第13話 シャフラ姫の戦い 2

 そこで、彼は「今日ここに来たのも多数決のためじゃない」と付け足した。

 シャフラが頷いた。

「次にお訊きしたいのはそれにございます」

「それ、って?」

「今日こちらにおいでになられたのはなぜでございますか。ここで時間を浪費しているとはお思いにならないのですか。本気で女の姿を見たいとでも? あるいはちまたで言われているとおり花嫁をお探しですか」

 ソウェイルは「本気で同世代の女の子が何をしているのか知りたかっただけだ」と答えた。

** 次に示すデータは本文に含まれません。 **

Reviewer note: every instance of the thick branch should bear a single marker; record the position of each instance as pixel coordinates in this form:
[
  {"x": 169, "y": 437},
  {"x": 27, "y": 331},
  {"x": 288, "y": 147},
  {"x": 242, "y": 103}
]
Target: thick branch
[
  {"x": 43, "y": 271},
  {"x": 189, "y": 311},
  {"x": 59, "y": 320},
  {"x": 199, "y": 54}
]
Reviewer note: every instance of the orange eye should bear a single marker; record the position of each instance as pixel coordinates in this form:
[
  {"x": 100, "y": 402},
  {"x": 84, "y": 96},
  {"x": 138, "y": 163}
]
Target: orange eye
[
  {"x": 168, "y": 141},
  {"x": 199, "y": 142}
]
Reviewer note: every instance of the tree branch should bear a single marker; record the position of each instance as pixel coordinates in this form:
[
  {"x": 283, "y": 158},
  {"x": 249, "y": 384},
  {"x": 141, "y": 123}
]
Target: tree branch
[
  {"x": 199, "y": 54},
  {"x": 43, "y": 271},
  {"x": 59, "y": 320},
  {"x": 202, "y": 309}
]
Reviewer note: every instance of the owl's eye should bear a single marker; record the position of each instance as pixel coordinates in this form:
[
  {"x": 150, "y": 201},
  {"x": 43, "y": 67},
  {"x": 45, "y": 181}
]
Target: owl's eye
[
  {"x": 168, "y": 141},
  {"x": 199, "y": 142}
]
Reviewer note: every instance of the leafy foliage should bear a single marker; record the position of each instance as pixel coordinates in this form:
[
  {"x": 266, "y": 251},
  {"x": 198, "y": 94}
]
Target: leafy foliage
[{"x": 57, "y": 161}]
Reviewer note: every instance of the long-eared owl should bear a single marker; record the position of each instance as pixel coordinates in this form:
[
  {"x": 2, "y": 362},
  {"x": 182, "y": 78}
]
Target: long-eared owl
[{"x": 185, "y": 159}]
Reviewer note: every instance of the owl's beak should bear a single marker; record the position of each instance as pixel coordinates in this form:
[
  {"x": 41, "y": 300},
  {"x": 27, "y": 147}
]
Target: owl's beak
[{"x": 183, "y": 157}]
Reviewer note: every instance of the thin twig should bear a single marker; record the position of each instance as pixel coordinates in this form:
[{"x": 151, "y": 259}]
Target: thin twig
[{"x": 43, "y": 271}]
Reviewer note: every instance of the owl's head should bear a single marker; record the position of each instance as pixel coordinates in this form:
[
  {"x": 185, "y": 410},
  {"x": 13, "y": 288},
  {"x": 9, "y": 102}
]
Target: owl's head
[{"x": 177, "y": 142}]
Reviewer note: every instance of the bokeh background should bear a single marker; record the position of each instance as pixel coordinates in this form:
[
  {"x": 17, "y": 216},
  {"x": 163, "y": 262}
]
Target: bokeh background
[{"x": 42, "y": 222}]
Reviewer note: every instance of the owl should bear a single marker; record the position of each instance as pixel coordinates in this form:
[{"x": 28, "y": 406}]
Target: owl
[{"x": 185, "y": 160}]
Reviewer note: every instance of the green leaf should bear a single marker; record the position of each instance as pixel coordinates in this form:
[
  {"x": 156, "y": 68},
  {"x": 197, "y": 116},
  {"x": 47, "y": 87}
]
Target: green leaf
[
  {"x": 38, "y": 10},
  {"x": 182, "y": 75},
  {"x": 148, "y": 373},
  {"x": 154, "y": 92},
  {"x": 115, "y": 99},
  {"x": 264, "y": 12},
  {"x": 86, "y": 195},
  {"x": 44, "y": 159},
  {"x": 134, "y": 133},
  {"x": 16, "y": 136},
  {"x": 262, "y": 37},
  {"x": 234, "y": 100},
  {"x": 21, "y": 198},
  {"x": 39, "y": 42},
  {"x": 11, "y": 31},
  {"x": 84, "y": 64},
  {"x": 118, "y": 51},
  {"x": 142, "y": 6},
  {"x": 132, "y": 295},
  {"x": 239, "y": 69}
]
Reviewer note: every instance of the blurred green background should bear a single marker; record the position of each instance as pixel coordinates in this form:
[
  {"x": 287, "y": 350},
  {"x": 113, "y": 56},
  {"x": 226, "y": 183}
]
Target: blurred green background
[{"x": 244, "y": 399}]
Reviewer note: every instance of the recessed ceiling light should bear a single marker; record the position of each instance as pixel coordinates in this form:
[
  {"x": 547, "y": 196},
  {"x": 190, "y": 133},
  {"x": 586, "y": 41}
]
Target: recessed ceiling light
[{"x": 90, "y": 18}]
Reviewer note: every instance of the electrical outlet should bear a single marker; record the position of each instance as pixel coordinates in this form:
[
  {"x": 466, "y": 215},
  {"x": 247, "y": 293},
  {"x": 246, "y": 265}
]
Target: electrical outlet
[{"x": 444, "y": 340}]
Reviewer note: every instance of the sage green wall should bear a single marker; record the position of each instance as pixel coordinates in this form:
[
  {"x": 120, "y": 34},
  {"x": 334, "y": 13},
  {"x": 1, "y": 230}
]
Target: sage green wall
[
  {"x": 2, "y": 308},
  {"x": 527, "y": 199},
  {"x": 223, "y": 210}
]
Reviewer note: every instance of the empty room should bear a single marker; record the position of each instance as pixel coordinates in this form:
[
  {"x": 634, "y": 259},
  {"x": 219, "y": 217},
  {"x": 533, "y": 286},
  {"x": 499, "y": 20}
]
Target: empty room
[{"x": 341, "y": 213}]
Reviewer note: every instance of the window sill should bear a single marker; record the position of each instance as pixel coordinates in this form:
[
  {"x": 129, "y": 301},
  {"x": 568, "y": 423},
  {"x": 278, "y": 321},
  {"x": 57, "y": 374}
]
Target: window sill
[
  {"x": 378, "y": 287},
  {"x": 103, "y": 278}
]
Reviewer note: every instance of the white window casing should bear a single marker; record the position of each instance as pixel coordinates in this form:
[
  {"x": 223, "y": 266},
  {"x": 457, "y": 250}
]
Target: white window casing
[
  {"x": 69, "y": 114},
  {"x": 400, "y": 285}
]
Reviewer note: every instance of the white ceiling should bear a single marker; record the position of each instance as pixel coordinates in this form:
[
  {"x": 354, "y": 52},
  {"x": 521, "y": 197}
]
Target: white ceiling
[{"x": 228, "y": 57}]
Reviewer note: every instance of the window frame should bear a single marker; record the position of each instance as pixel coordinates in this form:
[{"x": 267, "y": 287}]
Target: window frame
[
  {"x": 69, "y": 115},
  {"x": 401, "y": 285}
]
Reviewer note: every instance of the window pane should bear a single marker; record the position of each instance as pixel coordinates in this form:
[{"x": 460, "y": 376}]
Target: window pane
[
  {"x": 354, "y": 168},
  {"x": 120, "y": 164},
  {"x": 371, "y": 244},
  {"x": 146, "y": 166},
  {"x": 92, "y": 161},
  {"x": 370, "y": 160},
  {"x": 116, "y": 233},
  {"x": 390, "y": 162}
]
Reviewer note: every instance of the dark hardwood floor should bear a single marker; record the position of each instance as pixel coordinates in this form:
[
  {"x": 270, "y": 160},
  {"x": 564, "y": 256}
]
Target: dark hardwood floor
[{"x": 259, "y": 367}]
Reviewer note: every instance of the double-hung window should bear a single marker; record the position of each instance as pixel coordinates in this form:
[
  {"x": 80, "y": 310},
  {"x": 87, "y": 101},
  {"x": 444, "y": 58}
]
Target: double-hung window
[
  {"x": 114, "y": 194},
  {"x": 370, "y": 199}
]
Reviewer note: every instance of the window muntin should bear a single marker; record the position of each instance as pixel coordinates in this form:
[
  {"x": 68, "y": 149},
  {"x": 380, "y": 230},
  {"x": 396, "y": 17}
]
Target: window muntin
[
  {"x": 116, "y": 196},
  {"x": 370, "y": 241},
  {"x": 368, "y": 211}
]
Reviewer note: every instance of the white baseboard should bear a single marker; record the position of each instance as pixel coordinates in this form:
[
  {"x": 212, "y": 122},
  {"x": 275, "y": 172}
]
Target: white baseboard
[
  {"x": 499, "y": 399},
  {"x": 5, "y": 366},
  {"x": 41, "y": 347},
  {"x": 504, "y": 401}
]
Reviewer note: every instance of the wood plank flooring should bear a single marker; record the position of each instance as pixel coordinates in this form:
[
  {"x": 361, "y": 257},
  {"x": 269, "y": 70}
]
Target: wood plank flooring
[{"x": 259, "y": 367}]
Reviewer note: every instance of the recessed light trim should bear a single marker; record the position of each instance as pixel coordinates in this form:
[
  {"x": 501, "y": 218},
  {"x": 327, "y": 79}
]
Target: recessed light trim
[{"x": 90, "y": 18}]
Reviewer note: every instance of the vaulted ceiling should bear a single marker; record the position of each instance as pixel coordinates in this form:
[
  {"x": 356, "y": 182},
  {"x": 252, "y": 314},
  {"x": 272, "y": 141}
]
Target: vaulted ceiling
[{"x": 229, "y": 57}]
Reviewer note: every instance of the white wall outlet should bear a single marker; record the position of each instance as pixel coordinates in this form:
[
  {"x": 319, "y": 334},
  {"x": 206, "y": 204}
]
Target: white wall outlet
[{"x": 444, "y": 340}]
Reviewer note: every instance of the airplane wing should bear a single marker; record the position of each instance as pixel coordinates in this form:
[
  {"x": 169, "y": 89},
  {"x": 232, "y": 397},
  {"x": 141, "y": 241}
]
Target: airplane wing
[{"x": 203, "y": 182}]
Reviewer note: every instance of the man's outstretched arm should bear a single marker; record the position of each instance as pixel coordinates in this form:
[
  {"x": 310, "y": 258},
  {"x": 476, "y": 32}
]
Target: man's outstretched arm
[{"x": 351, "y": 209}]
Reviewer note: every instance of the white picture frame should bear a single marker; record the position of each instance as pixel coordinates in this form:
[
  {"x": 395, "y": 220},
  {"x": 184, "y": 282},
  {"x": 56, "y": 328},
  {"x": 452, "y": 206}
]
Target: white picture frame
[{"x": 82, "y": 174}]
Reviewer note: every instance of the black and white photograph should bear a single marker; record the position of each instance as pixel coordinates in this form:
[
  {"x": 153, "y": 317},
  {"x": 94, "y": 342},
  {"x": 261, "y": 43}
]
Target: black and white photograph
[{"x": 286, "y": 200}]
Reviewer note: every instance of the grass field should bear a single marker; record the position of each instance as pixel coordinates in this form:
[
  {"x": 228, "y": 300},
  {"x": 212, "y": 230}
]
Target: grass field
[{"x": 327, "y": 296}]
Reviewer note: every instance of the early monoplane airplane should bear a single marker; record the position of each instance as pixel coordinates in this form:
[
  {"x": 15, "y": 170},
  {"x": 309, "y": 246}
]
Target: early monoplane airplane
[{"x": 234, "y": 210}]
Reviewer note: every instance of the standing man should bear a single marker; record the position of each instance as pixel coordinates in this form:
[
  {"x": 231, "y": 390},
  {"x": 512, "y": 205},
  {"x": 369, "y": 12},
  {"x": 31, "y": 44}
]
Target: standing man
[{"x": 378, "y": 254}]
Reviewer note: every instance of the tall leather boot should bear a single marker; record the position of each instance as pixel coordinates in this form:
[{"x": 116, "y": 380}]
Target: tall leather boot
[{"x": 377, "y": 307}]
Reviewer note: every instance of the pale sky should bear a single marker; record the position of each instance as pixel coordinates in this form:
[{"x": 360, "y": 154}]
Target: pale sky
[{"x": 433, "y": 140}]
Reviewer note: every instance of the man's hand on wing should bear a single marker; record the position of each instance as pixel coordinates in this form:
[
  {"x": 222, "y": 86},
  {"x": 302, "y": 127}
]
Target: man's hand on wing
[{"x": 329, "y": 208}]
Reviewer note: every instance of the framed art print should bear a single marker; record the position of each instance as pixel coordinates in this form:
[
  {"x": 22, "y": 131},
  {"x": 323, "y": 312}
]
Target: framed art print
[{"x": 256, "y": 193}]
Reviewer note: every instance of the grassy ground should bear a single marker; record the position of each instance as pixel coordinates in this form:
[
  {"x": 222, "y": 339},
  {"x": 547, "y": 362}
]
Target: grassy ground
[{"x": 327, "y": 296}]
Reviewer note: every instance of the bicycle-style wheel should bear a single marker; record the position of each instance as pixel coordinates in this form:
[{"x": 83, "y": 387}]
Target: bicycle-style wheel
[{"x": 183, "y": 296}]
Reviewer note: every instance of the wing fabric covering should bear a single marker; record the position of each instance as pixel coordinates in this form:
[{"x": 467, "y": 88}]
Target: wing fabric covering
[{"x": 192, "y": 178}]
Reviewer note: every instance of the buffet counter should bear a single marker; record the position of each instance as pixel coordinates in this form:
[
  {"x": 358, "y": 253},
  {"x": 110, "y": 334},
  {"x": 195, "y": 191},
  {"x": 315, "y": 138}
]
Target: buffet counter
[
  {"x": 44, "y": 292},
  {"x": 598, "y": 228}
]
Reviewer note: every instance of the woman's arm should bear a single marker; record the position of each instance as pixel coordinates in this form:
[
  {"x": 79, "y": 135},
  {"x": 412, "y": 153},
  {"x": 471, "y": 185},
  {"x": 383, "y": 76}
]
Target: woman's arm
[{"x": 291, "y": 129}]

「でも、それじゃあ納得しないって言うんなら。もうちょっと詳しく言うと――」

 「カノから聞いたんだ」と言われて、カノの心臓が跳ね上がった。

「シャフラが、女の子が嫁に行くために必要なものは、家の格式、教養の有無、顔、って言った、と聞いた」

 シャフラが「わたくしが申し上げたことが?」と目を丸くする。ソウェイルが「そう」と頷く。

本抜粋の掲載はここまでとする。